Questa capacità di SARS-CoV-2 di reinfettare è sempre aumentata, finora, con l’arrivo delle nuove varianti?
«Sì, perché c’è una differenza consistente espressa ogni volta (da Alfa a Delta a Omicron) nelle caratteristiche dell’antigene, in particolare della Spike: questo è un po’ l’elemento che ci preoccupa, è la stessa cosa che viviamo negli antigeni dell’influenza: ogni anno aggiorniamo il vaccino e una quota di persone che hanno subito l’infezione nel passato ritornano a essere suscettibili. C’è quindi la necessità di rinforzare le difese immunitarie con richiami vaccinali aggiornati».
La perdita di immunità che porta alla reinfezione dipende sia dal tempo che passa dall’ultimo contatto con il virus, sia dallo status vaccinale (o di guarito) di ciascuno?
«Certo, e la modifica dell’antigene del virus ci fa perdere la capacità di rispondere in modo adeguato».
Mentre l’influenza si può prendere al peggio una volta all’anno, il Covid attualmente si può prendere anche ogni tre mesi, è vero?
«Sì, questa è la conseguenza del vantaggio evolutivo del virus di cui abbiamo parlato. In questa fase è legata anche alla grande quota di infetti che circolano: con l’influenza abbiamo raggiunto un equilibrio, la quota di suscettibili non è molto elevata».
Qual è l’identikit della persona che si deve aspettare una reinfezione, che caratteristiche può avere?
«Non c’è certezza: non sono solo i più fragili, è chi ha occasioni di esposizione più frequenti e più a rischio, ma non vedo altre caratteristiche intrinseche predittive di una probabilità maggiore di ammalarsi di nuovo».
La probabilità personale, però, dipende anche da alcuni fattori esterni come la vaccinazione?
«Sicuramente chi non è vaccinato rischia di più, o chi ha fatto il vaccino da molto tempo, o chi non si è mai ammalato di Covid. Il soggetto più “resistente” è l’infettato-vaccinato, poi ci sono alcune caratteristiche genetiche personali ancora oggi non completamente conosciute (e questo lo vediamo per tante malattie, come l’epatite C e l’Hiv), legate alla capacità della risposta cosiddetta cellulare, che fanno la differenza individuale».
Anche reinfettandosi, il rischio di avere conseguenze serie è molto diminuito?
«Il vantaggio evolutivo del virus è quello di andare verso la maggior contagiosità e non verso la maggior letalità. È esagerato, però, dire che il virus si è “raffreddorizzato”: alcuni dati ci dicono che si e ridotto di 1/3 rispetto alla patogenicità precedente di varianti come Delta, ma il minor impatto sulla gravità della malattia è legato soprattutto alla diffusione della vaccinazione».
Si sta parlando tanto di aggiornare il vaccino in vista dell’autunno, risolverebbe il problema della perdita di efficacia dei vaccini dopo qualche mese?

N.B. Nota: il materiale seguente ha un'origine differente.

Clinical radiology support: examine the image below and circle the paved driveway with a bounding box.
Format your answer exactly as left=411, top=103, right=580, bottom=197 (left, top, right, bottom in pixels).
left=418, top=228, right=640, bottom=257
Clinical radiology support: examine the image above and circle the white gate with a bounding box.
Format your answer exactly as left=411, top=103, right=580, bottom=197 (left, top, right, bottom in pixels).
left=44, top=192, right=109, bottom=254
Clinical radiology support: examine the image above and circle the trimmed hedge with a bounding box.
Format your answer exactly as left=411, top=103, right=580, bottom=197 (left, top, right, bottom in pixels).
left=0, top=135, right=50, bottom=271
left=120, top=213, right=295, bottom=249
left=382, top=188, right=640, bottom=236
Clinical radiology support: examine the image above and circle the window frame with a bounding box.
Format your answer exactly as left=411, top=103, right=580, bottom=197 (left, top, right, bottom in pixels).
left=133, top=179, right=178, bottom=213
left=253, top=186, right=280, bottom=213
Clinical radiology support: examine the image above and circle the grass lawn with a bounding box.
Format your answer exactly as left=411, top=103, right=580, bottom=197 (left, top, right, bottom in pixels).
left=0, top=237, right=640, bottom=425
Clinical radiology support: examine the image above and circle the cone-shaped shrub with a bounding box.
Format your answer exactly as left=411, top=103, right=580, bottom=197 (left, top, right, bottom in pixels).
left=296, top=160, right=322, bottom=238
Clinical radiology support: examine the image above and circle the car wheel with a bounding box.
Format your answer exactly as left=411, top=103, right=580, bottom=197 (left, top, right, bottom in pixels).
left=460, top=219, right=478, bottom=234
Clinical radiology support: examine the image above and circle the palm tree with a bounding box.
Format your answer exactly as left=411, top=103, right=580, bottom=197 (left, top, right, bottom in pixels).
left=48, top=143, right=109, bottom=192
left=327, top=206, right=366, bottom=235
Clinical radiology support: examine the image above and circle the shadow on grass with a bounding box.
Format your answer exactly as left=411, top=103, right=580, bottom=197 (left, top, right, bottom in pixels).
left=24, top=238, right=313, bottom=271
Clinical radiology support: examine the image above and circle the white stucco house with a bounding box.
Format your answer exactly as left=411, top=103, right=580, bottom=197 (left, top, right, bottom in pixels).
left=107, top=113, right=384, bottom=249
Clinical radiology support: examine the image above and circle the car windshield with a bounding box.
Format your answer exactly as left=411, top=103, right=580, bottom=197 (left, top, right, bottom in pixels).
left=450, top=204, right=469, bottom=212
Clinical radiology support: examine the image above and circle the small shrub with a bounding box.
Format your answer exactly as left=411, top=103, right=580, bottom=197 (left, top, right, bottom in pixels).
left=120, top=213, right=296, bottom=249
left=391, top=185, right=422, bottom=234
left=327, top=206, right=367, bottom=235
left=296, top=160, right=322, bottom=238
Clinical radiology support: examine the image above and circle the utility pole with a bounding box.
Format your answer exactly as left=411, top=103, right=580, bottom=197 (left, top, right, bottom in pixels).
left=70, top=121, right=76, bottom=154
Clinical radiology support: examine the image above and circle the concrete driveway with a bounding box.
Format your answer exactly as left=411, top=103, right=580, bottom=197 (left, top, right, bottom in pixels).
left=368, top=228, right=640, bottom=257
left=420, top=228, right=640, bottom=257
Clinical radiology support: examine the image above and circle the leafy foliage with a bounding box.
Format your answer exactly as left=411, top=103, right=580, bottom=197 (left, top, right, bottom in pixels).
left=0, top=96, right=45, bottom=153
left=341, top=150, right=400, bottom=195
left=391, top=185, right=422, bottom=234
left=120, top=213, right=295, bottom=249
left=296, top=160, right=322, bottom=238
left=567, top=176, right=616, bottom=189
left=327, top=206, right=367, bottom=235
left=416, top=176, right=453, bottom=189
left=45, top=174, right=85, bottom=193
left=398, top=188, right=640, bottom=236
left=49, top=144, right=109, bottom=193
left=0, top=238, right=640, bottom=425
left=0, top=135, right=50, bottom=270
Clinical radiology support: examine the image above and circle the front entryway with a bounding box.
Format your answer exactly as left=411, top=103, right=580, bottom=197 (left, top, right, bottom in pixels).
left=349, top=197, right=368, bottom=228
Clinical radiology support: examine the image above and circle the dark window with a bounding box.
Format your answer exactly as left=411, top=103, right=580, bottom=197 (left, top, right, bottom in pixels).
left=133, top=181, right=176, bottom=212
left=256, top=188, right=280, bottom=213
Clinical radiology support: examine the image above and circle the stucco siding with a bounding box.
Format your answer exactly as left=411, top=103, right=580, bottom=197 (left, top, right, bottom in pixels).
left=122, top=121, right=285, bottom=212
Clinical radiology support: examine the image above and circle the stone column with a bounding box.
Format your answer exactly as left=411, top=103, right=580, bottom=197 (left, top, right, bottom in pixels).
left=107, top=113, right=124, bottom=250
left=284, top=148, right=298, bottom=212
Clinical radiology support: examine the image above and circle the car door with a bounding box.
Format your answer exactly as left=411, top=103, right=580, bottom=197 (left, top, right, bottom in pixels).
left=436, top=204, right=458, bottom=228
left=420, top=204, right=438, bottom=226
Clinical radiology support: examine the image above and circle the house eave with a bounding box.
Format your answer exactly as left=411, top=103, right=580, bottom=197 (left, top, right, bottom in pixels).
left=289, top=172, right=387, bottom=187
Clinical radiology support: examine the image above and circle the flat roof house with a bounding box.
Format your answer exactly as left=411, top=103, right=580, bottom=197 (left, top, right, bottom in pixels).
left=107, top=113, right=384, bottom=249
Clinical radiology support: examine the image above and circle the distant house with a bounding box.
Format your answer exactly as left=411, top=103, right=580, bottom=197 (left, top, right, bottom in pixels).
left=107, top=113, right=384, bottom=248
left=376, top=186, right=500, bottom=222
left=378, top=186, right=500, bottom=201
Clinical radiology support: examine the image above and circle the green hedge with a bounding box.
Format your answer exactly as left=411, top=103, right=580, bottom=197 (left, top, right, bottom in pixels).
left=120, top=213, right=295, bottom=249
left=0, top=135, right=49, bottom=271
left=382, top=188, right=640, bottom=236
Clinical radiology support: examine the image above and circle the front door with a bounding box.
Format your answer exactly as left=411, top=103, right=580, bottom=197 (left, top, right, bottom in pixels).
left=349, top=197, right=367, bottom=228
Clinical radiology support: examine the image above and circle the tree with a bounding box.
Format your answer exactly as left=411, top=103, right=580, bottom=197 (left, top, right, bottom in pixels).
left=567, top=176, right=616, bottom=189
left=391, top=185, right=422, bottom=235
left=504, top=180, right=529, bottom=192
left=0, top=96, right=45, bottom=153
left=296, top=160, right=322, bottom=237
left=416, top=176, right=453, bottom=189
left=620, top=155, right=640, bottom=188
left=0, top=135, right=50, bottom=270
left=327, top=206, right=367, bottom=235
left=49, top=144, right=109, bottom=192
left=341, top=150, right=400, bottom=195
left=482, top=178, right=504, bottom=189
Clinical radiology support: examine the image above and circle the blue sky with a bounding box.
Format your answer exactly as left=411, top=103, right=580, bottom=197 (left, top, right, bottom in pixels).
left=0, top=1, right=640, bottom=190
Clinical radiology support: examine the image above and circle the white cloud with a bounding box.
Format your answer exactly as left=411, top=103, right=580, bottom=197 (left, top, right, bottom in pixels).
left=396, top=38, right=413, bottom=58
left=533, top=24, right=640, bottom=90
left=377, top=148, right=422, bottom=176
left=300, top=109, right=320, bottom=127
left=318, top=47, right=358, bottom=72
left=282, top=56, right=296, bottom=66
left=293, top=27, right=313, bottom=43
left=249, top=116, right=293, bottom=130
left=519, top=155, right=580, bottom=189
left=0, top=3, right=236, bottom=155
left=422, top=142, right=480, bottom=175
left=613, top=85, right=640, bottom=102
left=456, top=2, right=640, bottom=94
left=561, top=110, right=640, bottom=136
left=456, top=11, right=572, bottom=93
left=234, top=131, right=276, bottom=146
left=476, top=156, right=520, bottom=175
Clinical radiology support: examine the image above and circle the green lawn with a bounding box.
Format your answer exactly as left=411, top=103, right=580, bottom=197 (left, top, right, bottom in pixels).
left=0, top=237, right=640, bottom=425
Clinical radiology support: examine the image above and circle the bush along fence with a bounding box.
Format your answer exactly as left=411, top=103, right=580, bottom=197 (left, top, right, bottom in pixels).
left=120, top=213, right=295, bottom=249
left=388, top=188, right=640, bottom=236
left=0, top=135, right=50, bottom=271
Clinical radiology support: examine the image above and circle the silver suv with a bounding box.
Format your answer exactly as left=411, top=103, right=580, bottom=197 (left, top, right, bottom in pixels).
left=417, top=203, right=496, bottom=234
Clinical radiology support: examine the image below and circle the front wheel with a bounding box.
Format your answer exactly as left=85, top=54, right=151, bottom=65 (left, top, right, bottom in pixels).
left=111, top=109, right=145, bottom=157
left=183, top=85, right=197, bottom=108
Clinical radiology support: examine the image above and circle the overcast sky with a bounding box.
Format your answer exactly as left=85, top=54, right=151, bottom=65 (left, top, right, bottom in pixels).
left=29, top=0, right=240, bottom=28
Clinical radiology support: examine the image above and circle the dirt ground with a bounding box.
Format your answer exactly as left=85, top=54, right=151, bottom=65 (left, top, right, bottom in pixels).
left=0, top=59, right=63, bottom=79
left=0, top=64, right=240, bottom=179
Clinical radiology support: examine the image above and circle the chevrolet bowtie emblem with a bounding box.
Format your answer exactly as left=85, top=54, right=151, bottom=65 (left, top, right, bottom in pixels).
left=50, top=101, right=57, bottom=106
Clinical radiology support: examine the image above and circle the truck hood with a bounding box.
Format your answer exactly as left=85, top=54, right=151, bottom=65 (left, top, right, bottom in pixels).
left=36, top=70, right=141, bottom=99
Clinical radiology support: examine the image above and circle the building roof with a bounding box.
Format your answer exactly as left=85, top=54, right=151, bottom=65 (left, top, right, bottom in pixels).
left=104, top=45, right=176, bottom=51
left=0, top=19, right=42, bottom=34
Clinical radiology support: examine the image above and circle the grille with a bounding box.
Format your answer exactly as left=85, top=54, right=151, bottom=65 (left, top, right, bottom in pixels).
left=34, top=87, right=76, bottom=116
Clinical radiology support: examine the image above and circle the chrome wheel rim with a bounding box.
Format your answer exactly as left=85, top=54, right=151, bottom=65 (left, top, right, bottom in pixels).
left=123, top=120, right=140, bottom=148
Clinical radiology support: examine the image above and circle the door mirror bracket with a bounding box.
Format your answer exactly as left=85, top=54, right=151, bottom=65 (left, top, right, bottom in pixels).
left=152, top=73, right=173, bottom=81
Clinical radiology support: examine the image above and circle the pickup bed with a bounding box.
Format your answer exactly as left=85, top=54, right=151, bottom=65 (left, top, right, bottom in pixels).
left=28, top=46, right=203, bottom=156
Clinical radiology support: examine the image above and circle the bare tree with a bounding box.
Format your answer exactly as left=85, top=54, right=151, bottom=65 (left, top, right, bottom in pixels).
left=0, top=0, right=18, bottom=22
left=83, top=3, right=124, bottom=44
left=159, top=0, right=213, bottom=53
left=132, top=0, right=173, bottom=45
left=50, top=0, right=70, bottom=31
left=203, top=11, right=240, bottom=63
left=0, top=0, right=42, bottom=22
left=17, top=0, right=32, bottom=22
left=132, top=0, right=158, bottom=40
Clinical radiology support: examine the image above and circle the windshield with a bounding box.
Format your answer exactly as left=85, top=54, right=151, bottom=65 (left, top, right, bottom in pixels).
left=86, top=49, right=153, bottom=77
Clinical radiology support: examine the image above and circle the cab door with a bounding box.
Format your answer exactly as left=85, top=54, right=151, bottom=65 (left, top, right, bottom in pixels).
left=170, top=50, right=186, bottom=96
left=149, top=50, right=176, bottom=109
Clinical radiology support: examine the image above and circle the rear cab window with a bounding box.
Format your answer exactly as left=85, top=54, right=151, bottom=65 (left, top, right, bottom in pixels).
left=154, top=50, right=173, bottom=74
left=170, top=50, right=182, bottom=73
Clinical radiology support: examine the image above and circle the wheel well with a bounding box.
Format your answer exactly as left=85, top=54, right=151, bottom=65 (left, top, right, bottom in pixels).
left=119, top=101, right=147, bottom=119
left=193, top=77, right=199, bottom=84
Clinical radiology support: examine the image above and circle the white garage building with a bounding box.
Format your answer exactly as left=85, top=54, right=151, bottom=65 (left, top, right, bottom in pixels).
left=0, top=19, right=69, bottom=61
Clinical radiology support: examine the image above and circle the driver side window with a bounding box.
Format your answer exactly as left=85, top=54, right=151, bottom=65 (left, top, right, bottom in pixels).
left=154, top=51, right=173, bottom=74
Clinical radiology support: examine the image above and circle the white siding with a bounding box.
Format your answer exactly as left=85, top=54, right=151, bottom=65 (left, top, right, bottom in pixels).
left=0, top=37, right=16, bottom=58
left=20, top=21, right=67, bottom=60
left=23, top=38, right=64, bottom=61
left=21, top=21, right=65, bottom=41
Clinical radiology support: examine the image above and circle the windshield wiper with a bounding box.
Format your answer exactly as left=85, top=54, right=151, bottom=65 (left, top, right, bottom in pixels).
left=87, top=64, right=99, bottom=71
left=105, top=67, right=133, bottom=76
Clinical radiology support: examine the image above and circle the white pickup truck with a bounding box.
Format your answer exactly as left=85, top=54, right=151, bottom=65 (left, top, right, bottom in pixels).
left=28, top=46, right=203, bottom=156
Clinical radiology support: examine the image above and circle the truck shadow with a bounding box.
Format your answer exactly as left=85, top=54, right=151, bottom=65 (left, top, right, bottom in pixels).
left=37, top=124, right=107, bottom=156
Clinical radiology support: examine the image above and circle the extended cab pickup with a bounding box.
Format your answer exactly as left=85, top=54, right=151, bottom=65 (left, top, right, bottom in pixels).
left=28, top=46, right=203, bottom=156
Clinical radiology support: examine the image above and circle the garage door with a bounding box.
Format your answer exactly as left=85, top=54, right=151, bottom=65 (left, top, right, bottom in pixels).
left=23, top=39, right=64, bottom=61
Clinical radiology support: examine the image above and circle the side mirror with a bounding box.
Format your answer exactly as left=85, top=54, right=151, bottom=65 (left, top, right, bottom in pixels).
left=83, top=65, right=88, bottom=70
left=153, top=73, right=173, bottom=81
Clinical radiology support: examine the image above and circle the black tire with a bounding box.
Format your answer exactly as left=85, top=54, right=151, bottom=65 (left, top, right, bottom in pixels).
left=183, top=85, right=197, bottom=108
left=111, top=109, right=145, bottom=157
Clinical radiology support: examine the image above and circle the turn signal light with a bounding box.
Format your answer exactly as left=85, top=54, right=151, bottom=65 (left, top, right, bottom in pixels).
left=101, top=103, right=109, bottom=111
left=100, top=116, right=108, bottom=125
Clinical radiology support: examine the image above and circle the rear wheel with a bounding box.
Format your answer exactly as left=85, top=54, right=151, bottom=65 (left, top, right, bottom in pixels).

«No, purtroppo sarà come con l’influenza, cioè dovremmo considerare la necessità di richiami vaccinali periodici (speriamo su base annuale, anche in termini di praticità). Mi immagino una campagna vaccinale sostanzialmente sovrapponibile a quella dell’influenza e una convivenza col virus che ci dovrà portare ad avere un atteggiamento “ragionevole” nel valutare i comportamenti da prendere, con un’arma fondamentale in più che sono i farmaci antivirali».
Qual è il consiglio vista la situazione?
«Alle persone a rischio consiglio l’utilizzo di mascherine FFP2 e ancora attenzione ai contatti; per i soggetti non a rischio di valutare la frequentazione con eventuali soggetti fragili per non essere diffusori della malattia. La risposta generica banale, ma importante, è quella di continuare ad avere un po’ di attenzione nelle situazioni di assembramento e soprattutto di responsabilità nella gestione della propria eventuale positività».
Per la quarta dose?
«In questo momento la quarta dose è importante per i fragili, perché, anche se il vaccino non è aggiornatissimo, quello che ci interessa è attivare le cellule T della memoria, che, grazie a questa esposizione, rendono più facile l’innesco della risposta immunitaria nel prossimo futuro».